AUTHORLINK: What experiences have you had with writing before tackling this story?
GRAHAM-FELSEN: I was a journalist and blogger for The Nation, covering mostly youth and campus politics. On that beat, I began to cover the student movement forming around Barack Obama. When he finally declared his candidacy for president in 2007, I ended up leaving my job as a journalist to join the campaign, where I was hired as Obama’s chief blogger. In that capacity, I not only wrote a lot about Obama’s biography and policy positions, but interviewed hundreds of people from around the country who had joined Obama’s grassroots movement. I ended up writing mini-biographies of all these different people from all walks of life — farmers, veterans, miners, college students, etc. It was a wonderful experience. But I knew that I ultimately didn’t want to work in politics for the rest of my life. I craved the freedom to let my mind explore potentially controversial subject matters — and to write about them. You can’t really do that in politics — you have to stay as far away from controversy as you can. In fiction, you can go pretty much anywhere. I loved that freedom. Once I started writing fiction, I was hooked — I knew it was what I wanted to do with the rest of my life.
AUTHORLINK: How did the process go for you when you were looking for an agent and a publisher?
I wrote a manuscript for my MFA thesis and then sent it out to six agents. Two said no, and four said yes.
GRAHAM-FELSEN: I wrote a manuscript for my MFA thesis and then sent it out to six agents. Two said no, and four said yes. All of the agents who said yes were really smart and talented and it was an agonizing decision; I chose Elyse Cheney.

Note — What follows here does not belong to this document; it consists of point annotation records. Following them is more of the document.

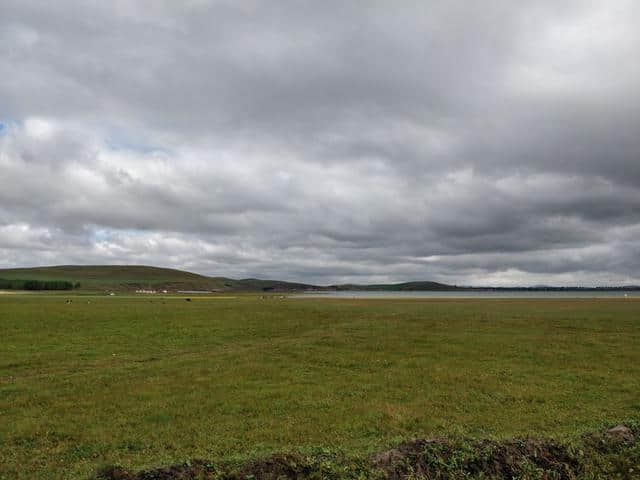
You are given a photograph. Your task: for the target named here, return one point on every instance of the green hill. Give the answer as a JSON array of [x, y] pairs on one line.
[[134, 277], [117, 277]]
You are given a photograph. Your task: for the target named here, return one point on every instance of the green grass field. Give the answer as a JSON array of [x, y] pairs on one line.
[[146, 382]]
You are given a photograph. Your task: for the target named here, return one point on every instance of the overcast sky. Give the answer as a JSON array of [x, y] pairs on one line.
[[475, 143]]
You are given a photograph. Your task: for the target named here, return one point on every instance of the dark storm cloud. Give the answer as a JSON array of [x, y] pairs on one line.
[[335, 141]]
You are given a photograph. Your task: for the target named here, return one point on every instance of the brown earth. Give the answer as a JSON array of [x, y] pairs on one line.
[[429, 459]]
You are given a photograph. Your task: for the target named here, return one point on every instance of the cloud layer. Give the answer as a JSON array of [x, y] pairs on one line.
[[324, 142]]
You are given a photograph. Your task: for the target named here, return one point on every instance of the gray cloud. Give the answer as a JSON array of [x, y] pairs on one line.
[[324, 142]]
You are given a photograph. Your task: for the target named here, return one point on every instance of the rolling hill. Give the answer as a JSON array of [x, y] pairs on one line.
[[133, 277]]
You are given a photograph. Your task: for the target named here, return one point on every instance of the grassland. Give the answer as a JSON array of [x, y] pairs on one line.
[[145, 382]]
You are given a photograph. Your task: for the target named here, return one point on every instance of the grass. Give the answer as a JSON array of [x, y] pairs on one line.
[[145, 382]]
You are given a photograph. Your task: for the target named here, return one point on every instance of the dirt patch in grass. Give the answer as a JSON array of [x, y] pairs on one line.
[[605, 454]]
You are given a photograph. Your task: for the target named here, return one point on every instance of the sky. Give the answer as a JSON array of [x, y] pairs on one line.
[[472, 143]]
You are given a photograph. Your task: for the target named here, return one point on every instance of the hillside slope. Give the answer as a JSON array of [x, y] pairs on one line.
[[118, 277], [133, 277]]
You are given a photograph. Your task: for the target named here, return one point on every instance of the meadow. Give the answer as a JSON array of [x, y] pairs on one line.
[[149, 381]]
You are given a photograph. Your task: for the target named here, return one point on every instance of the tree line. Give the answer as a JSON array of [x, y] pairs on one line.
[[37, 284]]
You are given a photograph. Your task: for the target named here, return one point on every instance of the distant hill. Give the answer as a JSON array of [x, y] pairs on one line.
[[133, 277], [397, 287], [117, 277]]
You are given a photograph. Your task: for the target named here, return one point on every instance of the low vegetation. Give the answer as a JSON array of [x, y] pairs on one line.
[[330, 385], [18, 284]]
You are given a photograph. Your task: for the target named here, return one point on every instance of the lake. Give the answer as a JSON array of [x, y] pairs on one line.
[[474, 294]]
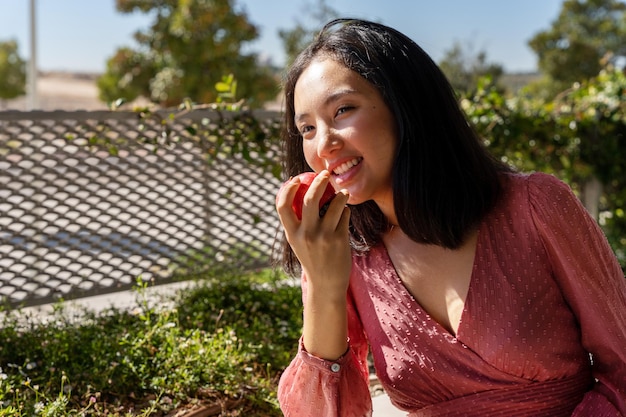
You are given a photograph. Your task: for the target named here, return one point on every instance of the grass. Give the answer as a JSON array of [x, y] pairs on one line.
[[220, 345]]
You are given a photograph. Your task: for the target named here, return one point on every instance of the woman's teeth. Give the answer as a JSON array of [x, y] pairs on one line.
[[346, 166]]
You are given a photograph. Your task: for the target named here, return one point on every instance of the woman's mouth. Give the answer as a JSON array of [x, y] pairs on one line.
[[345, 167]]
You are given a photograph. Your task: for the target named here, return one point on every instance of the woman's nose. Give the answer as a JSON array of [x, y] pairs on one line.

I knew she would make me work really hard on the manuscript — and make it a better book — and that’s exactly what she did.
AUTHORLINK: What are you working on next?
GRAHAM-FELSEN: Another novel. For some reason, I just can’t write short stories. Every time I try to write one, I keep adding characters and backstory and then it becomes too big for a short story. The next novel I write will be way different from Green. I loved writing Green, but I’m excited by the idea of doing something that isn’t even close to semi-autobiographical. Something set far away from anywhere I’ve lived, featuring characters who are quite different from me and my friends and family. But I won’t go into specifics — I don’t want to jinx it!